Errant Mobilities: Decolonial Imaginaries of Mediterranean Migration in Visual and Literary Culture
Dr. Marian Aguiar, a scholar of literary and cultural studies, is challenging the dominant narratives of migration with her project, Errant Mobilities: Decolonial Imaginaries of Mediterranean Sea Migration. By looking beyond the simple act of crossing a border, Dr. Aguiar re-examines the experiences of migrants in the Mediterranean through the lens of movement that is “erroneous, roving, and wandering,” a strategic, fugitive movement that fundamentally resists the modern state's control.
We sat down with Dr. Aguiar to discuss how concepts like “drifting” and “floating” expose racial hierarchies, why surveillance creates “missing” people, and how artists are using debris to forge new histories.

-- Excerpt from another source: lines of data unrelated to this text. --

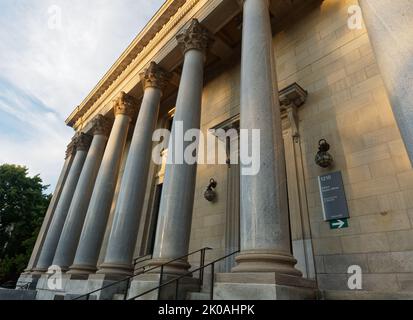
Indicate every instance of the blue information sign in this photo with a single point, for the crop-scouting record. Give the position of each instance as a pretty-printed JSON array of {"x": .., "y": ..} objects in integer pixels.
[{"x": 333, "y": 197}]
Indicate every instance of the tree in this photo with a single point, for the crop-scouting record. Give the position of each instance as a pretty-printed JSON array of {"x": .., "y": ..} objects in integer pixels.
[{"x": 23, "y": 205}]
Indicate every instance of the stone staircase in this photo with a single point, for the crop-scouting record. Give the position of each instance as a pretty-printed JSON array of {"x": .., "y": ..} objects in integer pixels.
[{"x": 364, "y": 295}]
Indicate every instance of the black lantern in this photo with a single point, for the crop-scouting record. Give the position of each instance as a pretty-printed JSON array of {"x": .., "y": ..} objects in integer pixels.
[
  {"x": 210, "y": 193},
  {"x": 323, "y": 158}
]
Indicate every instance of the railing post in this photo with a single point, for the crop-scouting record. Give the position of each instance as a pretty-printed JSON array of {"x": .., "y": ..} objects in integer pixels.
[
  {"x": 160, "y": 283},
  {"x": 177, "y": 289},
  {"x": 212, "y": 280},
  {"x": 201, "y": 264},
  {"x": 125, "y": 297}
]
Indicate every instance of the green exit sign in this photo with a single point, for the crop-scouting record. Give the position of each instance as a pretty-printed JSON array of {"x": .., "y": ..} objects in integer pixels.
[{"x": 339, "y": 224}]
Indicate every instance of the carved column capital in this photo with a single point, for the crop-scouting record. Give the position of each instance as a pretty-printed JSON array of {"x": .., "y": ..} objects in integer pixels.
[
  {"x": 70, "y": 150},
  {"x": 101, "y": 125},
  {"x": 124, "y": 104},
  {"x": 82, "y": 141},
  {"x": 155, "y": 76},
  {"x": 195, "y": 37}
]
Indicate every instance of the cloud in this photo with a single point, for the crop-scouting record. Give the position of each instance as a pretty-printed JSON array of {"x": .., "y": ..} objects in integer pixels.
[{"x": 47, "y": 71}]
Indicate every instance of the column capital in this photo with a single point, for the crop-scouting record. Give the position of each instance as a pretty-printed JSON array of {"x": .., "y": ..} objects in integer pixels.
[
  {"x": 82, "y": 141},
  {"x": 70, "y": 150},
  {"x": 101, "y": 125},
  {"x": 195, "y": 37},
  {"x": 124, "y": 104},
  {"x": 155, "y": 76}
]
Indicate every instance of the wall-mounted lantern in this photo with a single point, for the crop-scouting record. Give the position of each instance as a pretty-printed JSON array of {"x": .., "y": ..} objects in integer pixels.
[
  {"x": 210, "y": 193},
  {"x": 323, "y": 158}
]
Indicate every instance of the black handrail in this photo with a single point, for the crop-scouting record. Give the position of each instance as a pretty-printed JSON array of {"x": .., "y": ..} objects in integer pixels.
[
  {"x": 141, "y": 259},
  {"x": 18, "y": 285},
  {"x": 128, "y": 279},
  {"x": 212, "y": 264}
]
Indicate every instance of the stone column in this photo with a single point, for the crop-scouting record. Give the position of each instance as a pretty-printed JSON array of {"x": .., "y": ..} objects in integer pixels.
[
  {"x": 82, "y": 142},
  {"x": 264, "y": 234},
  {"x": 175, "y": 214},
  {"x": 68, "y": 242},
  {"x": 122, "y": 239},
  {"x": 389, "y": 25},
  {"x": 87, "y": 253},
  {"x": 70, "y": 152}
]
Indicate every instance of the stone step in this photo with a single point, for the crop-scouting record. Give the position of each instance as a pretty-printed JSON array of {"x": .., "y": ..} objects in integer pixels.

The Core Threat: The Illegibility of Movement
The modern border state operates through a specific, controlled logic: circulation. As Dr. Aguiar explains, this understanding of security, drawn from Michel Foucault, argues that goods and authorized people move in predictable circuits. When migrants engage in errant mobility, modes of drifting, floating, or even sinking, they break that circuit. Their movement is not merely disorganized; it is an existential threat to state control.
This errant path, which lacks the circulatory logic demanded by the state, is not just geographical chaos; it is an act of political resistance.

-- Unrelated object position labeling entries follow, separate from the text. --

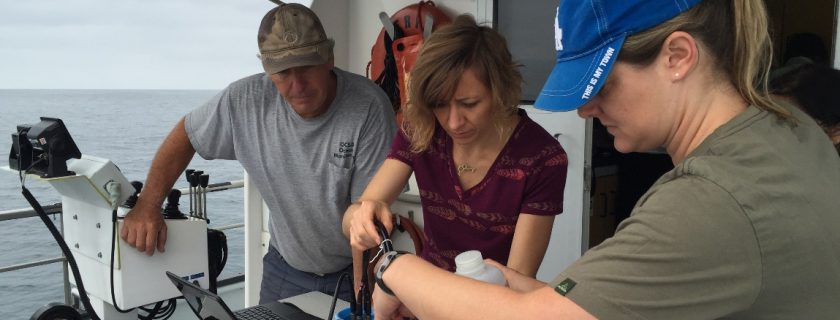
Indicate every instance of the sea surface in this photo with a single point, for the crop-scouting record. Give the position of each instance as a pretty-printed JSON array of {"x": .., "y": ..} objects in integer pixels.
[{"x": 125, "y": 126}]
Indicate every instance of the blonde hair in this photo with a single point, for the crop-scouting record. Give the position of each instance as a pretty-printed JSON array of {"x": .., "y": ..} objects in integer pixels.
[
  {"x": 735, "y": 32},
  {"x": 450, "y": 51}
]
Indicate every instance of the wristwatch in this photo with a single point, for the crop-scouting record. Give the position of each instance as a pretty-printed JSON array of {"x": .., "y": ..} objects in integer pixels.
[{"x": 386, "y": 261}]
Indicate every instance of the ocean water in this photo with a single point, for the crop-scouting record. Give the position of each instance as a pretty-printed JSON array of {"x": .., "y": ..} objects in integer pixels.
[{"x": 125, "y": 126}]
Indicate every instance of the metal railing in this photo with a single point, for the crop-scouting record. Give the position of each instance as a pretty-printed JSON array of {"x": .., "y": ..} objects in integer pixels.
[{"x": 55, "y": 208}]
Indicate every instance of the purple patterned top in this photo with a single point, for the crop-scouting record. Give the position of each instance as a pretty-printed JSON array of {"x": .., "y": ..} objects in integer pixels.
[{"x": 528, "y": 176}]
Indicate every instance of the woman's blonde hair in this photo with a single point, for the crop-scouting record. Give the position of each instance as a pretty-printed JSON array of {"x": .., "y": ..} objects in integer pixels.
[
  {"x": 735, "y": 32},
  {"x": 450, "y": 51}
]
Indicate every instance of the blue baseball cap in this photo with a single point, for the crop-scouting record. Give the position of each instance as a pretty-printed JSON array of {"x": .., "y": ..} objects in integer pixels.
[{"x": 588, "y": 34}]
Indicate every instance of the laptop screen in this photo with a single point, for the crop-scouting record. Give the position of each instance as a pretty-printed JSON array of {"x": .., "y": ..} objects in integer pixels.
[{"x": 205, "y": 304}]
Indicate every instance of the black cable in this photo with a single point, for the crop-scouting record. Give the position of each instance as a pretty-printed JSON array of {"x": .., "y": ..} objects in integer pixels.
[
  {"x": 343, "y": 276},
  {"x": 64, "y": 249},
  {"x": 364, "y": 291},
  {"x": 113, "y": 248},
  {"x": 151, "y": 313}
]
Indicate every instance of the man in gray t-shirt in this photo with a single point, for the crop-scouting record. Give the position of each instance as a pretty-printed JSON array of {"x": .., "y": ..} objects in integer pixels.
[{"x": 309, "y": 135}]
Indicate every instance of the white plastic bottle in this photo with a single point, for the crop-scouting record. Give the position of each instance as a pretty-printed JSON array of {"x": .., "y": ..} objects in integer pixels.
[{"x": 471, "y": 264}]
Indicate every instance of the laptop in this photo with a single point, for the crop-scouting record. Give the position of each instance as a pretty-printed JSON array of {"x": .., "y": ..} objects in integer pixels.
[{"x": 208, "y": 306}]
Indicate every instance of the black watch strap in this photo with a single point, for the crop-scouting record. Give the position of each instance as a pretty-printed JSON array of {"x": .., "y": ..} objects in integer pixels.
[{"x": 386, "y": 261}]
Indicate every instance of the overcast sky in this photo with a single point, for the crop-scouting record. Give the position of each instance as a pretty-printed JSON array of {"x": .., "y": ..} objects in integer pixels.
[{"x": 128, "y": 44}]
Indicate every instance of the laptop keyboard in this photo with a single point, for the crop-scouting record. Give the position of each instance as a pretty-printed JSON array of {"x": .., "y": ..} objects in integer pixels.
[{"x": 257, "y": 313}]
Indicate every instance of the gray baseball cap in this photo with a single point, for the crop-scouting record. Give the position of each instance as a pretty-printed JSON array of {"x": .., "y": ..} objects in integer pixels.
[{"x": 291, "y": 35}]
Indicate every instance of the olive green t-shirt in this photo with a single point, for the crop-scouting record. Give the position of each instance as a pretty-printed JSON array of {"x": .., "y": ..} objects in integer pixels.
[{"x": 746, "y": 227}]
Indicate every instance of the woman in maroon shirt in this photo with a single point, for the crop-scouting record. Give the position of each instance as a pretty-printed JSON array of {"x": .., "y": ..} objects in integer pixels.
[{"x": 490, "y": 178}]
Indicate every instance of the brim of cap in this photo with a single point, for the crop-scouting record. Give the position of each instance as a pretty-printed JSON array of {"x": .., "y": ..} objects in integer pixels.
[
  {"x": 319, "y": 54},
  {"x": 574, "y": 82}
]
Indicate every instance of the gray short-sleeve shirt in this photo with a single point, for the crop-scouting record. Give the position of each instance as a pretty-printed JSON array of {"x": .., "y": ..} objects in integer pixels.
[{"x": 308, "y": 170}]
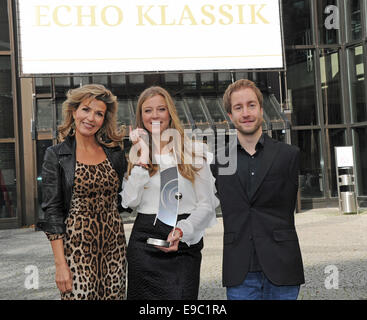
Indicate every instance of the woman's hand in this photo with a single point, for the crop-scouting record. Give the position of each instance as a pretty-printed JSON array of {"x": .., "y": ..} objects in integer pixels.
[
  {"x": 64, "y": 279},
  {"x": 173, "y": 238},
  {"x": 136, "y": 138}
]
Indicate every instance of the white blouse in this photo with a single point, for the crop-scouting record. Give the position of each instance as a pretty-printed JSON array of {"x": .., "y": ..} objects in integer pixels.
[{"x": 143, "y": 193}]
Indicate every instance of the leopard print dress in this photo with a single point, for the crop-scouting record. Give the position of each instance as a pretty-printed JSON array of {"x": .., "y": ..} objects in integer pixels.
[{"x": 94, "y": 243}]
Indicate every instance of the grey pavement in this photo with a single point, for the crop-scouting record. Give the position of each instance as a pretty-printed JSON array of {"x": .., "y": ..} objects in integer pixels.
[{"x": 333, "y": 249}]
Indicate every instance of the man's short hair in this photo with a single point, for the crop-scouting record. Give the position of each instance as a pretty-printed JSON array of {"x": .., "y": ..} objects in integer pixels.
[{"x": 240, "y": 84}]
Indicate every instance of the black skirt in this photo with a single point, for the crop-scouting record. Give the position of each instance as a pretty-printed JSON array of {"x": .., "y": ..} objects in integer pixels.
[{"x": 156, "y": 275}]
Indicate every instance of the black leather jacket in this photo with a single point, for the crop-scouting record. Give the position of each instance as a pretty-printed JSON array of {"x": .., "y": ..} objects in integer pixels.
[{"x": 58, "y": 172}]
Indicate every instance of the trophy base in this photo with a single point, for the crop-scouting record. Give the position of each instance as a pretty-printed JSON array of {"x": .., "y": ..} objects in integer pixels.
[{"x": 158, "y": 242}]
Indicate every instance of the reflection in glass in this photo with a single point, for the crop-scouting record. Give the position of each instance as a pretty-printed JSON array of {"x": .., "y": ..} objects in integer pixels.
[
  {"x": 4, "y": 27},
  {"x": 62, "y": 85},
  {"x": 360, "y": 146},
  {"x": 215, "y": 109},
  {"x": 100, "y": 80},
  {"x": 6, "y": 99},
  {"x": 196, "y": 110},
  {"x": 182, "y": 112},
  {"x": 207, "y": 80},
  {"x": 354, "y": 25},
  {"x": 118, "y": 80},
  {"x": 336, "y": 138},
  {"x": 44, "y": 115},
  {"x": 357, "y": 84},
  {"x": 328, "y": 18},
  {"x": 59, "y": 111},
  {"x": 278, "y": 135},
  {"x": 310, "y": 178},
  {"x": 8, "y": 189},
  {"x": 330, "y": 85},
  {"x": 42, "y": 145},
  {"x": 189, "y": 80},
  {"x": 80, "y": 81},
  {"x": 301, "y": 90},
  {"x": 224, "y": 80},
  {"x": 297, "y": 22}
]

The Black Mediterranean: Exposing Racialized Hierarchies
The concept of errant mobility is critical for understanding profound ethical failures, such as the “Left-to-Die Boat” tragedy in March 2011, where a distressed vessel carrying primarily African migrants from Libya to Italy was ignored and 63 migrants died. Dr. Aguiar argues that the failure to rescue was not just a lapse in maritime law, but a function of racialized hierarchy, a structure deeply embedded in the space known as the Black Mediterranean.
“The idea of the Black Mediterranean places this recent history in the context of a long history of violence that includes colonialism, enslavement, and uneven access to free movement... Decolonial studies traces how those racial hierarchies structure who is seen as human, and has access to rights... The boat was identified with its ‘boat people’ passengers, who were themselves understood within geopolitics as less than human.”
The errant path of the boat, containing black subjects, exposed the structural failure of the rescue mandate because, historically, certain subjects are denied access to the global sea commons of rights.
This structural refusal to “see” migrants at risk creates a dangerous paradox: How can migrants be “missing” in the Mediterranean, a space excessively monitored by satellite, radar, and sonar?
Cultural Intervention: Forging a Decolonial Imaginary
Dr. Aguiar explores how cultural interventions, from artists to forensic investigators, counter the state's official narrative, making the erased visible and challenging the cartography of power.
- Salvaged Debris and Affective Memory: Artists like Ai Weiwei use debris — lifejackets and lifeboats — as an aesthetic strategy, transforming objects into traces of migrant experience.
- Forensic Tracing and Counter-Mapping: Organizations like Forensic Architecture and Forensic Oceanography use ethical machine learning to create alternate, decolonial cartographies.
- Reorienting the Viewer: The film Purple Sea, directed by Amel Alzakout and Khaled Abdulwahed, creates a migrant-centered geography of survival.
“The film is oriented around her body... Rather than think in terms of the North or South... we are brought as viewers to orient geography as above or below the surface.”
The Methodological Thread: Close Reading and Transhistorical Links
To spin this academic net between border studies, decolonial studies, and mobilities studies, Dr. Aguiar relies on close reading.
“That close reading allows me to discover what is absent, or partially shown, as well as shown. This method also lets me show how something is represented, rather than only what is represented.”
The concept of errant mobilities is not limited to the Mediterranean crisis; it is a transhistorical and transgeographical idea, linking contemporary migration to longer histories of fugitivity and survival.
Finally, Dr. Aguiar’s work concludes by examining the idea of re-turn instead of “Return” (home). This shift acknowledges that arrival on land is not the end of the migrant’s movement and highlights the constant pivots migrants must make outside the regulated circulation of the modern state.